There is still the second phase, which has been overcome since the 90s. It lasted from the end of the war in 1945 until the end of the 80s. During this time, Finnish politics has constantly considered the wishes and demands of its big neighbor. Many Finns remember this as humiliation. Finland has given up some of its freedom in these decades. This so-called Finlandization has been abandoned. In recent years, the relationship has been good. Until the start of armed conflicts, it was very easy to travel from Finland to Russia. In two and a half hours by train, my wife and I sometimes simply drove from Lahti to the opera in Saint Petersburg. Trade relations were also very close, similar to those between Ukraine and Russia. Even during Covid, the exchange of goods remained at a high level. But there is a Finnish proverb that expresses a deeper skepticism towards Russia: «A Russian remains a Russian, even if you fry him in butter.»

You are in Russia on a regular basis. How do you experience the mood in the country?

It seems to me – as far as I can say with my few observations of the last few weeks – that everything in Russia is continuing its usual course. However, the international conference ‹The Soul of Europe› in July cannot take place. For anthroposophists, however, meetings within Russia can be organized well. As long as you don’t comment on politics, everything is fine.

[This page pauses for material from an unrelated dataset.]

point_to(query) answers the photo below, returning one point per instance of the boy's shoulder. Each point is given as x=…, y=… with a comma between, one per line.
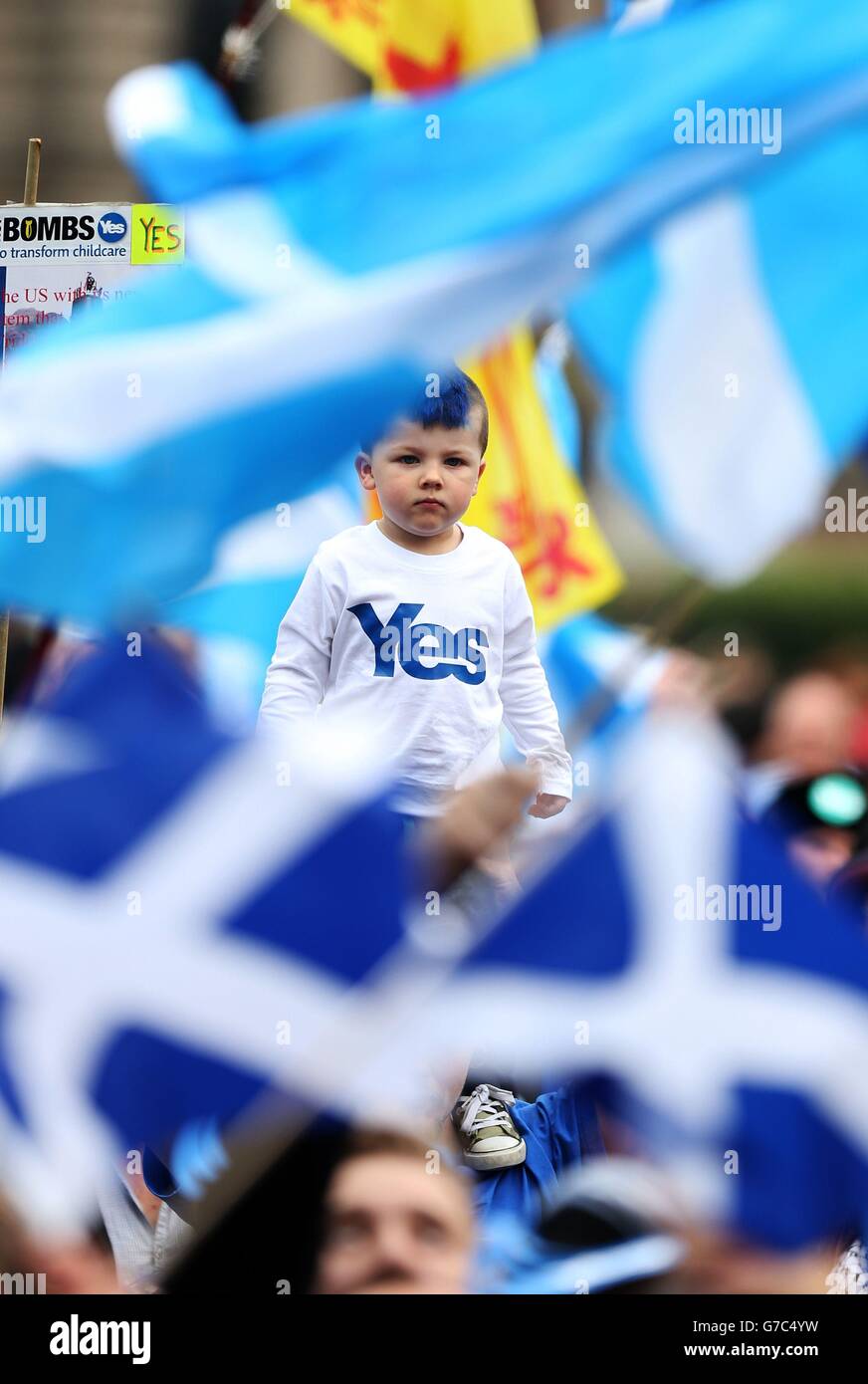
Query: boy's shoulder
x=488, y=543
x=360, y=540
x=346, y=542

Russia has reacted quite moderately to Finland’s announcement that it intends to join NATO. Finland and Sweden are already in the EU and thus lost.

Yes, I share the opinion of many comments: what Peskov, the Kremlin spokesman, says is little more than a meaningless verbal threat. In fact, Russia is currently, and in the near future, not in a position to make possible threats come true. Nobody in Finland is intimidated by such threatening gestures.

What can a path look like in the medium future? What place will Russia have in the world community?

No one has any idea how the war will develop. Like many experts, I think it is possible that the war can go on for quite a long time. From my personal deep relationship with Russia and with Russian culture and language, it is important to me that we must not lose touch with Russian culture and language in any way. I consider the negation of the whole Russian culture and Russian appearances to be catastrophic. It is precisely Russian culture that is promoting those forces that we hope will bring about change. I agree with Mikhail Shishkin, who has now written several times in the NZZ. He lives not far away from the Goetheanum. He emphasizes that Putin’s use of language violates the Russian language and is completely contrary to the Russian essence. Despite the current catastrophe, Russia’s inner nature and culture are all part of Europe, of the culture and history of Europe.


Greeting Last Sunday, Hans Hasler celebrated his 80th birthday. Congratulations from the editors!